Levitt’s rendition is full of vigor and surreal motivations – proving once more that he’s on the cusp of becoming a fullblown Hollywood superstar. Aside from Gordon-Levitt’s majestic performance, the supporting cast is nowhere near as effective – mostly due to the fact that the star of the film (and story) rightfully dominates the attention. Still, Ben Kingsley and Charlotte Le Bon contribute sporadically, and attempt to add emotional dimensions to Petit’s character.

And, although romance, friendship, and any other bond of that sort is left on the outskirts, try to keep in mind that The Walk is a film that’s more about the visuals and viewer engagement than anything else. From the moment the first trailer dropped, you could tell The Walk was going to be a special movie viewing experience. Quick scenes from the film were enough to send chills of nervousness and unease down your spine – stemming from brief glimpses of Joseph Gordon-Levitt’s character attempting to walk a high wire between the Twin Towers of the World Trade Center.
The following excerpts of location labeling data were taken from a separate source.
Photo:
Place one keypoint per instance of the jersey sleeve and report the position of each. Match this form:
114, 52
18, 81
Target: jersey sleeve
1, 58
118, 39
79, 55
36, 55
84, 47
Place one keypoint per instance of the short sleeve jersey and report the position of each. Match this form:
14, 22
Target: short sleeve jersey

Those particular instances in the trailer don’t begin to prepare you for what’s in store as this film progresses towards the momentous occasion. The tension will unquestionably consume you leading up to Philippe’s first steps above the streets of New York City, and by the time all is said and done, the odds of you clinching your arm rest at one point or another is pretty great – as is the likelihood of your walking away from this viewing experience with sweaty palms.
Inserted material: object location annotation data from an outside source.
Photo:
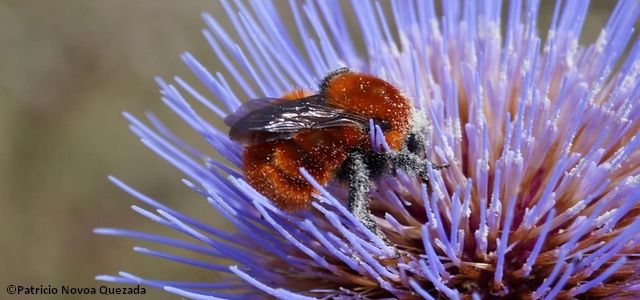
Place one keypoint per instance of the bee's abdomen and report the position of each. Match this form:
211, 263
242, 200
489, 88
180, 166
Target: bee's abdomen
272, 168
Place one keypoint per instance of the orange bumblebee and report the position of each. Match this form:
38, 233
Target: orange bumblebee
328, 135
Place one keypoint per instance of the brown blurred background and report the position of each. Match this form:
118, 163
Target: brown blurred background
67, 70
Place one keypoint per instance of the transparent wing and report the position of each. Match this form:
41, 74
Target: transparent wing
267, 119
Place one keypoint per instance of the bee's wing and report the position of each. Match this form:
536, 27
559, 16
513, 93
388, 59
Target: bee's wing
267, 119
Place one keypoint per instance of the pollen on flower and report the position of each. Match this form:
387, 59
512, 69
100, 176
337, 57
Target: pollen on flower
541, 197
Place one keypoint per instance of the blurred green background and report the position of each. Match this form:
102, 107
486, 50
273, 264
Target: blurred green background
67, 70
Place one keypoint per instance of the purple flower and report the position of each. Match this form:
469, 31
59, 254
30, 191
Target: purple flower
541, 197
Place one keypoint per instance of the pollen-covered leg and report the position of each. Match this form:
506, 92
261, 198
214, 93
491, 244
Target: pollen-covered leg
359, 179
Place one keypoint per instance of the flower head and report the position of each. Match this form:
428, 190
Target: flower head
541, 196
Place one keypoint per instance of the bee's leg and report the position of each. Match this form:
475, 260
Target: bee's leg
359, 179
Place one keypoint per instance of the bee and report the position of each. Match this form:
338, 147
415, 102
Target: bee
327, 133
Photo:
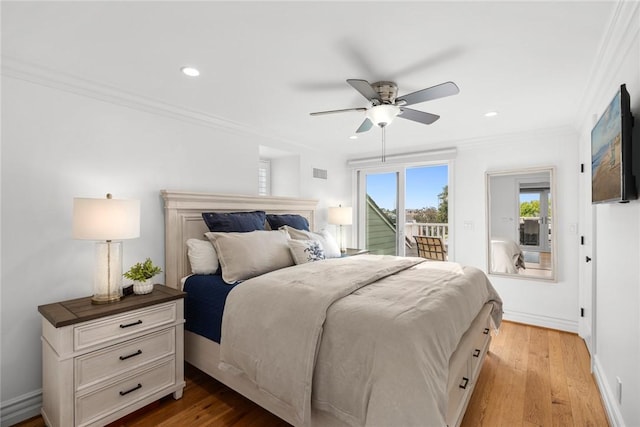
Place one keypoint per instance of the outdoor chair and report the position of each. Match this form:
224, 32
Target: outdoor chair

Early reports are even indicating that several viewers are experiencing cases of nausea – due to either motion sickness from the camera angles (keep in mind, 3D has plenty to do with it) or that empty feeling you get in your stomach, sort of comparable to how you feel when you’re riding a roller coaster. And, before you ask – yes, the IMAX 3D experience is potent and realistic enough to leave you feeling anxious and speechless.
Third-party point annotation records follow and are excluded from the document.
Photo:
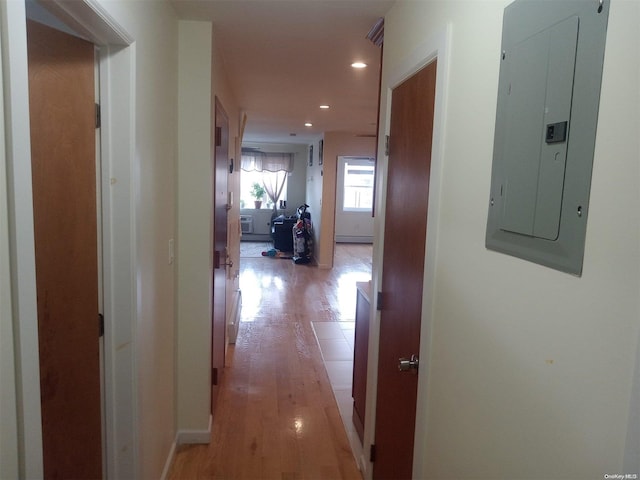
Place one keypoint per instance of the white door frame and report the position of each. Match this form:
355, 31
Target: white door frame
435, 47
119, 195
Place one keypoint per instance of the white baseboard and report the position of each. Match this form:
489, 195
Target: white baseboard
353, 239
169, 462
184, 437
Keep in mind that this event took place in 1974, so it’s not like director Robert Zemeckis – for as brilliant as he is – could use the current New York landscape. As a result, the shots are riddled with CGI, yet that doesn’t make the experience feel any less real when you’re starring down at the street from this digital vantage point. Your eyes will tell you the visual effects are doctored – but that won’t necessarily put your mind at ease, since the film is based on a real-life event.

Overall, The Walk is a visual and emotional thrill ride that is almost beyond words of description. The thought of a man walking on a wire 110 stories (more than 1350 feet) in the air without a safety net is mind-bending, and rightfully forces you to question such a person’s sanity. But, Philippe Petit isn’t insane – he simply had a dream, and Joseph Gordon-Levitt, with the help of the masterful Robert Zemeckis, brings that dream to the big screen in a grandiose manner.

In the end, The Walk is worth every single cent of its admission cost, regardless of how you choose to view it. With that said, IMAX 3D is certainly the best option – because watching it in 2D will diminish the effects significantly. Regardless, the story stands on its own merit in terms of entertainment value – and despite a lengthy build-up, the climactic pay-off more than makes-up for the long wait. The final scene is also quite touching and emotional, too – and because it involves the gone-but-not-forgotten Twin Towers, I’m sure you can imagine its impact.